Installation from source is the only currently supported format. deepchem currently supports both Python 2.7 and Python 3.5, but is not supported on any OS'es except 64 bit linux. Please make sure you follow the directions below precisely. While you may already have system versions of some of these packages, there is no guarantee that deepchem will work with alternate versions than those specified below.

Note that when using Ubuntu 16.04 server or similar environments, you may need to ensure libxrender is provided via e.g.:

sudo apt-get install -y libxrender-dev

You can install deepchem in a new conda environment using the conda commands in scripts/install_deepchem_conda.sh

git clone https://github.com/deepchem/deepchem.git      # Clone deepchem source code from GitHub
cd deepchem
bash scripts/install_deepchem_conda.sh deepchem
source activate deepchem
pip install tensorflow-gpu==1.2.1                       # If you want GPU support
python setup.py install                                 # Manual install
nosetests -v deepchem --nologcapture                    # Run tests

This creates a new conda environment deepchem and installs in it the dependencies that are needed. To access it, use the source activate deepchem command. Check this link for more information about the benefits and usage of conda environments. Warning: Segmentation faults can still happen via this installation procedure.

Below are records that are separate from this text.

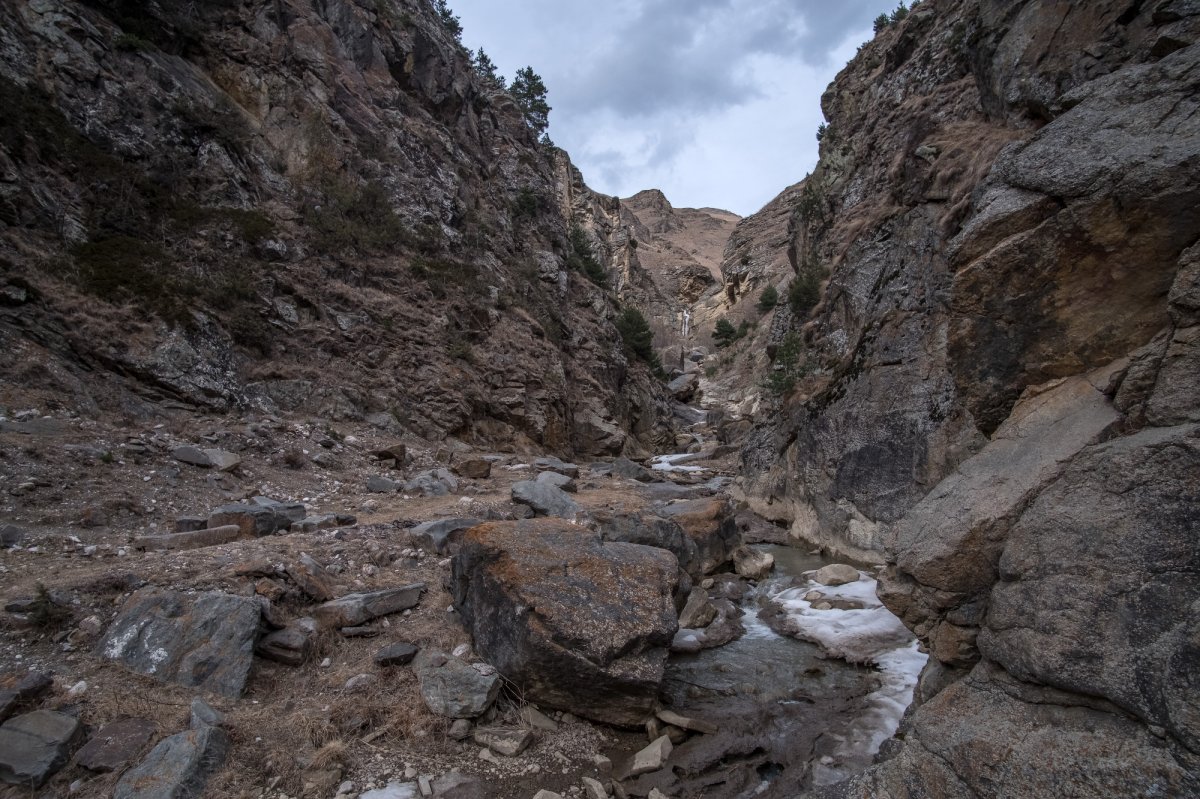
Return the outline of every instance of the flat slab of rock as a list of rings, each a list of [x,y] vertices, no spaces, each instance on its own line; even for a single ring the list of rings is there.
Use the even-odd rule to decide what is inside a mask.
[[[473,737],[475,743],[498,755],[516,757],[528,749],[537,736],[533,730],[522,727],[476,727]]]
[[[208,515],[209,527],[236,525],[246,538],[272,535],[277,530],[286,530],[292,519],[282,508],[258,505],[250,502],[235,502],[222,505]]]
[[[483,458],[459,461],[450,468],[459,477],[465,477],[468,480],[486,480],[492,476],[492,463]]]
[[[830,563],[817,569],[812,575],[813,582],[831,586],[856,583],[858,578],[858,569],[845,563]]]
[[[223,449],[201,449],[190,445],[171,450],[171,457],[181,463],[222,472],[231,472],[242,463],[242,459],[232,452]]]
[[[347,594],[318,605],[313,615],[323,627],[359,627],[380,616],[415,608],[424,590],[425,583],[413,583],[368,594]]]
[[[526,699],[616,725],[651,715],[677,624],[670,552],[560,519],[488,522],[451,579],[476,651]]]
[[[358,799],[420,799],[420,786],[415,782],[389,782],[358,795]]]
[[[238,697],[261,616],[253,598],[143,588],[125,602],[96,652],[140,674]]]
[[[387,477],[374,475],[367,480],[367,491],[372,494],[395,494],[400,490],[401,485],[401,483],[390,480]]]
[[[242,528],[236,524],[222,527],[208,527],[184,533],[166,533],[165,535],[139,535],[133,539],[136,549],[147,552],[178,549],[200,549],[218,544],[228,544],[243,537]]]
[[[79,720],[52,710],[35,710],[0,726],[0,781],[32,788],[54,776],[71,754]]]
[[[477,669],[444,652],[422,650],[413,660],[413,671],[421,698],[439,716],[476,718],[500,693],[500,675],[495,669]]]
[[[673,710],[660,710],[654,715],[658,716],[659,721],[679,727],[682,730],[691,730],[692,732],[702,732],[706,735],[713,735],[718,729],[716,724],[711,724],[701,719],[693,719],[688,718],[687,716],[681,716]]]
[[[696,545],[697,574],[710,574],[728,563],[733,550],[741,543],[741,535],[733,510],[721,498],[690,499],[672,502],[659,509],[664,518],[678,524]],[[688,573],[693,573],[689,569]]]
[[[708,592],[703,588],[693,588],[688,594],[687,603],[679,612],[679,626],[700,628],[712,624],[717,618],[717,608],[708,598]]]
[[[662,475],[655,474],[640,463],[634,463],[629,460],[629,458],[613,459],[612,473],[617,477],[637,480],[639,483],[658,483],[663,479]]]
[[[0,526],[0,547],[9,549],[19,546],[25,540],[25,531],[12,524]]]
[[[54,678],[41,671],[0,677],[0,721],[16,713],[22,702],[37,699],[53,685]]]
[[[674,747],[671,745],[671,739],[667,736],[654,739],[649,746],[633,756],[633,762],[629,765],[629,776],[636,777],[639,774],[658,771],[667,764],[672,749]]]
[[[558,458],[538,458],[533,462],[533,468],[543,472],[558,472],[567,477],[579,477],[579,467],[574,463],[563,463]]]
[[[385,646],[375,653],[376,666],[406,666],[417,656],[417,648],[412,644],[398,643]]]
[[[113,799],[176,799],[202,796],[204,784],[229,752],[220,727],[200,725],[159,741],[146,759],[117,783]]]
[[[522,480],[512,487],[513,502],[528,505],[538,516],[575,519],[583,508],[562,489],[536,480]]]
[[[541,472],[534,478],[534,482],[549,483],[560,491],[566,491],[570,494],[574,494],[579,490],[579,486],[575,484],[574,478],[567,477],[565,474],[559,474],[558,472]]]
[[[450,555],[458,551],[463,533],[482,522],[482,519],[434,519],[422,522],[408,531],[415,546],[426,552]]]
[[[773,568],[775,558],[769,552],[751,547],[738,547],[733,551],[733,569],[747,580],[764,580]]]
[[[316,633],[317,622],[314,619],[296,619],[282,630],[264,635],[254,651],[259,657],[285,666],[302,666],[312,654]]]
[[[310,599],[328,602],[334,597],[333,576],[307,552],[301,552],[296,562],[287,567],[287,575]]]
[[[117,771],[133,761],[158,730],[149,719],[120,719],[105,724],[75,755],[88,771]]]

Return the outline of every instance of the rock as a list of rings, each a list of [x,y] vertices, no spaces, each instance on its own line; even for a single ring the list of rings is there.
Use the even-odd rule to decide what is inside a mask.
[[[242,463],[242,459],[232,452],[226,452],[223,449],[200,449],[193,446],[176,447],[171,450],[171,457],[182,463],[205,469],[216,469],[221,472],[231,472]]]
[[[688,718],[687,716],[681,716],[673,710],[660,710],[654,715],[656,715],[663,723],[678,727],[681,730],[702,732],[706,735],[715,735],[719,730],[716,724],[711,724],[700,719]]]
[[[547,791],[545,788],[533,795],[533,799],[563,799],[562,794],[554,791]]]
[[[651,788],[650,793],[646,794],[646,799],[670,799],[670,797],[658,788]]]
[[[602,777],[608,777],[612,774],[612,760],[605,755],[592,755],[592,765],[596,767],[596,771],[600,772]]]
[[[417,648],[408,643],[385,646],[375,653],[376,666],[407,666],[417,656]]]
[[[688,594],[687,604],[679,613],[679,626],[699,628],[712,624],[717,618],[717,609],[709,601],[708,592],[703,588],[693,588]]]
[[[377,449],[371,453],[371,456],[376,460],[395,461],[396,467],[400,468],[408,460],[408,447],[403,444],[390,444],[381,449]]]
[[[420,786],[415,782],[389,782],[383,788],[364,791],[358,799],[419,799]]]
[[[533,462],[533,468],[543,472],[558,472],[572,479],[579,477],[578,466],[574,463],[564,463],[558,458],[537,458]]]
[[[479,524],[481,519],[435,519],[422,522],[408,531],[415,546],[426,552],[450,555],[458,551],[463,533]]]
[[[587,799],[608,799],[608,789],[604,783],[591,777],[583,778],[583,795]]]
[[[820,585],[834,586],[858,582],[859,577],[858,569],[853,566],[845,563],[831,563],[817,569],[812,575],[812,580]]]
[[[483,458],[462,460],[450,468],[459,477],[465,477],[468,480],[486,480],[492,476],[492,463]]]
[[[310,599],[328,602],[334,597],[333,576],[308,553],[300,553],[299,559],[287,567],[287,575]]]
[[[434,469],[414,476],[404,484],[404,490],[423,497],[444,497],[458,493],[458,478],[449,469]]]
[[[228,544],[243,537],[242,528],[236,524],[209,527],[188,533],[165,535],[139,535],[133,539],[135,549],[155,552],[162,550],[200,549],[202,547]]]
[[[175,520],[175,532],[194,533],[208,527],[208,519],[203,516],[180,516]]]
[[[700,375],[688,372],[667,383],[667,391],[680,402],[690,402],[700,385]]]
[[[720,498],[672,502],[660,508],[663,518],[678,524],[696,546],[698,564],[689,574],[710,574],[729,562],[740,535],[732,509]]]
[[[379,678],[374,674],[356,674],[346,680],[346,684],[342,686],[342,690],[348,694],[361,694],[374,688],[379,684]]]
[[[0,525],[0,547],[11,549],[25,540],[26,533],[20,527],[12,524]]]
[[[533,705],[523,705],[517,711],[517,718],[521,720],[522,724],[528,725],[535,730],[542,730],[543,732],[556,732],[558,730],[558,722]]]
[[[703,564],[699,550],[691,537],[675,522],[659,516],[636,513],[609,514],[597,512],[596,524],[605,541],[624,541],[658,547],[673,554],[679,567],[693,579],[700,576]]]
[[[96,651],[141,674],[238,697],[261,615],[254,599],[143,588],[126,601]]]
[[[343,627],[338,630],[344,638],[374,638],[379,635],[381,630],[373,625],[364,625],[361,627]]]
[[[201,727],[225,726],[224,714],[198,696],[192,700],[189,710],[191,711],[189,723],[193,730],[198,730]]]
[[[747,580],[763,580],[775,568],[775,558],[769,552],[738,547],[733,551],[733,568]]]
[[[465,741],[471,736],[471,722],[467,719],[455,719],[446,735],[452,741]]]
[[[438,799],[489,799],[486,787],[477,777],[451,771],[433,781],[433,795]]]
[[[312,655],[316,633],[316,620],[307,617],[296,619],[282,630],[263,636],[254,651],[259,657],[276,663],[302,666]]]
[[[401,483],[386,477],[373,475],[367,479],[367,491],[372,494],[395,494],[400,490]]]
[[[575,519],[583,511],[564,491],[549,483],[539,483],[533,480],[514,483],[512,500],[533,508],[533,512],[538,516]]]
[[[0,721],[17,711],[22,702],[40,698],[54,687],[54,678],[41,671],[6,674],[0,678]]]
[[[222,505],[208,515],[209,527],[226,525],[237,525],[246,538],[260,538],[288,529],[292,520],[280,507],[236,502]]]
[[[67,762],[82,732],[79,720],[35,710],[0,726],[0,781],[40,788]]]
[[[452,719],[483,715],[500,693],[500,676],[482,674],[458,658],[423,649],[413,660],[421,698],[431,711]]]
[[[476,651],[527,700],[633,726],[657,700],[677,579],[669,552],[533,519],[468,532],[451,587]]]
[[[561,491],[566,491],[569,494],[574,494],[579,490],[579,486],[575,484],[575,480],[573,478],[567,477],[565,474],[559,474],[558,472],[541,472],[536,478],[534,478],[534,481],[538,483],[547,483]]]
[[[313,615],[323,627],[356,627],[380,616],[416,607],[424,590],[424,583],[413,583],[369,594],[347,594],[318,605]]]
[[[634,463],[628,458],[614,458],[612,473],[627,480],[637,480],[639,483],[657,483],[663,479],[662,475],[655,474],[645,466]]]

conda install -c deepchem -c rdkit -c conda-forge -c omnia deepchem=1.2.0

1. Download the 64-bit Python 2.7 or Python 3.5 versions of Anaconda for linux here. Follow the installation instructions

2. rdkit

   conda install -c rdkit rdkit

3. joblib

   conda install joblib

4. six

   pip install six

5. networkx

   conda install -c anaconda networkx=1.11

6. mdtraj

   conda install -c omnia mdtraj

7. pdbfixer

   conda install -c omnia pdbfixer=1.4

8. tensorflow: Installing tensorflow on older versions of Linux (which have glibc < 2.17) can be very challenging. For these older Linux versions, contact your local sysadmin to work out a custom installation. If your version of Linux is recent, then the following command will work:

   pip install tensorflow-gpu==1.2.1
   

9. deepchem: Clone the deepchem github repo:

   git clone https://github.com/deepchem/deepchem.git

   cd into the deepchem directory and execute

   python setup.py install

10. To run test suite, install nosetests:

pip install nose

Make sure that the correct version of nosetests is active by running

which nosetests

You might need to uninstall a system install of nosetests if there is a conflict.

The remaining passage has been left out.